With aging baby boomers as its driving force, demand will remain high for more than a decade as hospitals make the switch to intensivist-managed ICUs and as more and more payers insist they have full-time critical care physicians on staff. "Even if we doubled the number of fellowships over the next 10 years, there still wouldn't be enough intensivists to meet the job market's needs," says Gerald Maccioli, president of the American Society of Critical Care Anesthesiologists. If current trends continue, there could be a shortage of intensivists by 2020.
From a lifestyle point of view, part of critical care's appeal, says Derek Angus, chairman of the department of critical care medicine at the University of Pittsburgh, is its reinvention as a shift specialty, much like emergency medicine or trauma surgery, with concrete hours—when you're done, you're done. And with a competitive starting salary of around $187,000—and $215,000 for critical care plus pulmonology—the field is likely to attract even more interest.

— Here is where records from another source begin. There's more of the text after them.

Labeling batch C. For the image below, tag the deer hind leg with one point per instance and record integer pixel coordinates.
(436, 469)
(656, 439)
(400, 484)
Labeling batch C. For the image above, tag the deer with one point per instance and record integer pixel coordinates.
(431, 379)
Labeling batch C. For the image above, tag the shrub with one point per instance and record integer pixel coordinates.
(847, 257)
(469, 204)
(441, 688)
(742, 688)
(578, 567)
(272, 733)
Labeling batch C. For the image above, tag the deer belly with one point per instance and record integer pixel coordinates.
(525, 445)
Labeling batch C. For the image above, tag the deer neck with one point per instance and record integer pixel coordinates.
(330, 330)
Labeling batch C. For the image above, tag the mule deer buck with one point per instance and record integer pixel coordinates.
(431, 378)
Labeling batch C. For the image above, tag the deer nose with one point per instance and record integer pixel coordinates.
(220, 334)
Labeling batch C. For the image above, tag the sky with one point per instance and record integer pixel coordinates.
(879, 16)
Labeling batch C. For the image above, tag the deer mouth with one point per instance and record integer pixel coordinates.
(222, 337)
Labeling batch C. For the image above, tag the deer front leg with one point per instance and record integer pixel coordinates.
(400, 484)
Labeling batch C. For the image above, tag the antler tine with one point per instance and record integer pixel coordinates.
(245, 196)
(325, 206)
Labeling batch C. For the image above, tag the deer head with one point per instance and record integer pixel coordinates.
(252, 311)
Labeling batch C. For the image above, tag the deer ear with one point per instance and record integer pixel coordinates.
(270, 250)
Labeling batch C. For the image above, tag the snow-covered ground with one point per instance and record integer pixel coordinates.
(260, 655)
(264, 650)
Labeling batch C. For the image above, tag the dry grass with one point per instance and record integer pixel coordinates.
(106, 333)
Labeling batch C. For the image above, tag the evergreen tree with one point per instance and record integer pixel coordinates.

Critical care medicine is attractive to physicians from a range of medical backgrounds, a feature many experts believe makes for superior patient care and, ultimately, better outcomes in the ICU. While more than 80 percent of intensivists come from internal medicine, those with residency training in general surgery, anesthesiology, pediatrics, and obstetrics and gynecology, can obtain a fellowship or certification in critical care medicine.